Entretanto, vejamos como admiravelmente arrazoam. Afirmam que Pedro exerceu
o principado entre os apóstolos; portanto, a igreja na qual teve sua sede deve ter
este privilégio. Mas, onde ele teve primeiro sua sede? Em Antioquia, dizem eles.
Logo, a igreja antioquense, com direito, reivindica para si o primado. Declara que
ela outrora era a primeira, mas que Pedro, emigrando aí, transferiu a Roma a honra
que trouxera consigo. Ora, sob o nome do papa Marcelo existe uma epístola aos
presbíteros antioquenses na qual assim fala: “A sé de Pedro esteve inicialmente
entre vós, a qual, mais tarde, o Senhor transferiu para cá. Assim sendo, a igreja
antioquense, que outrora era a primeira, cedeu sua vez à sé romana. Mas, pergunto
eu, em virtude de quê oráculo aquele bom homem foi pelo Senhor assim mandado?

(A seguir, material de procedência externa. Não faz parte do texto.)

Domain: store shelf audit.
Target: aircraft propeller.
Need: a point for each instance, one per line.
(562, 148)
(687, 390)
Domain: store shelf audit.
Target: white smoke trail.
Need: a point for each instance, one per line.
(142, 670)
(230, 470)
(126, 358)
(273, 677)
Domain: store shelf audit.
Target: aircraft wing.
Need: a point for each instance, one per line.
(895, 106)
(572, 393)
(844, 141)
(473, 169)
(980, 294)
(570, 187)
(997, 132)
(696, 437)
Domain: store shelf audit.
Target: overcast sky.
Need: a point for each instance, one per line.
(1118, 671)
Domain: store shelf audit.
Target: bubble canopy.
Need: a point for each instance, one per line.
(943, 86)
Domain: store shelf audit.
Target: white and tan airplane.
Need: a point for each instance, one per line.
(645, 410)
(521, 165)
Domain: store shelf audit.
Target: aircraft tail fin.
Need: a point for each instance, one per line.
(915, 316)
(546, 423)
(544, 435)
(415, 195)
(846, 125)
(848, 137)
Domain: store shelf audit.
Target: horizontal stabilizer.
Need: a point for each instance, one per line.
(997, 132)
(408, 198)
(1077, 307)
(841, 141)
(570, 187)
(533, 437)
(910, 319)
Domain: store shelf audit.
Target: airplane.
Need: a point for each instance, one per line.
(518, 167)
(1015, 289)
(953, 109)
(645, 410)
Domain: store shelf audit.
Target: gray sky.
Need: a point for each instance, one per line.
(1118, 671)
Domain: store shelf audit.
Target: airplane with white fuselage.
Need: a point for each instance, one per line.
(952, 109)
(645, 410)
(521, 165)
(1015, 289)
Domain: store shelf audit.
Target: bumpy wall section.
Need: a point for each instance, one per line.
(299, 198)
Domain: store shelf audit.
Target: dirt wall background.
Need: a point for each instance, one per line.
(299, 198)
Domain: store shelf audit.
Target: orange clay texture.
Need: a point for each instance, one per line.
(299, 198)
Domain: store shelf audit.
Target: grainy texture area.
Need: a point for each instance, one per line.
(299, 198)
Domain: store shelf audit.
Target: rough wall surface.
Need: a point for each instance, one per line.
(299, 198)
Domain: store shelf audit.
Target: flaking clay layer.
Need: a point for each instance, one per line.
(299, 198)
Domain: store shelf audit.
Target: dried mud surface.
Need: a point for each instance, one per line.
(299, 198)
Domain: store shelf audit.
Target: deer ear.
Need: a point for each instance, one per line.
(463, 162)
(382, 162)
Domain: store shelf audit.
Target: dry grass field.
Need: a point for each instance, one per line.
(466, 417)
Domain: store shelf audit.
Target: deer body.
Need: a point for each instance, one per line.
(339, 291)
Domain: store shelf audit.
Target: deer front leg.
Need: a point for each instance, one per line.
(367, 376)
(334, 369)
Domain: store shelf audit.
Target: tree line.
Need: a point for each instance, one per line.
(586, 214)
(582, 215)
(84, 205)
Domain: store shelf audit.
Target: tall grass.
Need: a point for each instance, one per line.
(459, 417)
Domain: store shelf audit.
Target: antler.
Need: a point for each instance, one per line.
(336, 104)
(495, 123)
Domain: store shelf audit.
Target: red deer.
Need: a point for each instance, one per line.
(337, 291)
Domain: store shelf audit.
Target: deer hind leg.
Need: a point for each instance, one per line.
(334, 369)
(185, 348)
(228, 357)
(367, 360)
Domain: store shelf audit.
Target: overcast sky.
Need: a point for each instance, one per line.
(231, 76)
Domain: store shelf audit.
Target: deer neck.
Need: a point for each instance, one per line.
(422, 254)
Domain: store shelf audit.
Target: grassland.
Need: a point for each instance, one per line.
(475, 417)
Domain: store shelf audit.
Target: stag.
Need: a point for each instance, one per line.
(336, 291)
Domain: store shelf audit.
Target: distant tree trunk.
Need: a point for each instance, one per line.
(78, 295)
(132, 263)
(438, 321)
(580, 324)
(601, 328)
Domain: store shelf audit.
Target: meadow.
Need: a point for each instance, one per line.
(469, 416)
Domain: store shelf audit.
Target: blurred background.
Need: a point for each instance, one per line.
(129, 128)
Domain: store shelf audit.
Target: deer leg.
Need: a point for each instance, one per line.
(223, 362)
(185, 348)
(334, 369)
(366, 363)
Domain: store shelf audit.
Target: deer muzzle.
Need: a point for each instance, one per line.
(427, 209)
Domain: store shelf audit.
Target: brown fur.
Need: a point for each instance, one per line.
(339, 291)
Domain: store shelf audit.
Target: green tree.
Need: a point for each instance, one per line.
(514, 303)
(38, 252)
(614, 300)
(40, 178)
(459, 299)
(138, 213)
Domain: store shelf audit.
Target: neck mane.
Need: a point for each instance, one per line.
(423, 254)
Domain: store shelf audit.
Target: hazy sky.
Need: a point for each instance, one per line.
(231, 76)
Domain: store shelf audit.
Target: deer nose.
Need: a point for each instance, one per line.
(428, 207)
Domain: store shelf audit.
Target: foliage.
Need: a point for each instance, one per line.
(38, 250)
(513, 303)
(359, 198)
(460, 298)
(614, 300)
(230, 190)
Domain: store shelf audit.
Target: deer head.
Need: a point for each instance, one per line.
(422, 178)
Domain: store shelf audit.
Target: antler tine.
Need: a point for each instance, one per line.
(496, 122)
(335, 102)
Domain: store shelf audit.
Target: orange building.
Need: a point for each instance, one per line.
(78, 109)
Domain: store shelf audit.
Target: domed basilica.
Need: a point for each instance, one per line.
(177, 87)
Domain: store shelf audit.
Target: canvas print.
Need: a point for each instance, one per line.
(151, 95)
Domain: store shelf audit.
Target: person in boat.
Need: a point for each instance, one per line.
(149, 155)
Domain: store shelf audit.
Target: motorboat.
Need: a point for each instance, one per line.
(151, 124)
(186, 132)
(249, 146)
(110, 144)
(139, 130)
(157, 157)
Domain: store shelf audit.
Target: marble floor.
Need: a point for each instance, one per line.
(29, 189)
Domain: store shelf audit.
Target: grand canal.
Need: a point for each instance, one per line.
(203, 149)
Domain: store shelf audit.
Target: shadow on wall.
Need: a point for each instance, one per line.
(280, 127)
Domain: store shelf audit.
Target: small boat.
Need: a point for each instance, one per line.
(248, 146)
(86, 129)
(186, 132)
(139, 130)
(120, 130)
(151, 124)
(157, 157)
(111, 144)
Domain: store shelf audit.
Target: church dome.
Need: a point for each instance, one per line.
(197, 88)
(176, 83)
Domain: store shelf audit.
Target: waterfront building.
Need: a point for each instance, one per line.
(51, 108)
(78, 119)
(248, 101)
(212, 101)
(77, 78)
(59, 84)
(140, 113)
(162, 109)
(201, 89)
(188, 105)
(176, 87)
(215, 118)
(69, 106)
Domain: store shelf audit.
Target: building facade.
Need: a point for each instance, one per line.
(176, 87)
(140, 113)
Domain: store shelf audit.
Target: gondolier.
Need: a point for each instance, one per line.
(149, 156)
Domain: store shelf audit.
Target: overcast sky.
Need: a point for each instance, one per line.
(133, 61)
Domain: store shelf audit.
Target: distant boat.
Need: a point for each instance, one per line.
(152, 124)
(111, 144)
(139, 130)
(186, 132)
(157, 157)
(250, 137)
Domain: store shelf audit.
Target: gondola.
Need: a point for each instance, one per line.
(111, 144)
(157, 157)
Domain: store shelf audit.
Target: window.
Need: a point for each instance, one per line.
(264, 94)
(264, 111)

Ora, se esta questão tiver que ser decidida pelo direito, então é indispensável
que respondam: porventura querem que este privilégio seja pessoal, real, ou misto?
Pois há de ser uma dessas três opções. Se for pessoal, então não tem nada a ver com
lugar; se, porém, for real, então, uma vez que foi estipulado um lugar, não se retira
dele em razão ou de morte ou de afastamento da pessoa. Resta, pois, a conclusão de
que foi misto; mas então não há que considerar simplesmente o lugar sem correspondência
com a pessoa. Que decidam pelo que quiserem; e facilmente convencerei
que de forma alguma se pode atribuir a Roma o primado que ela reivindica.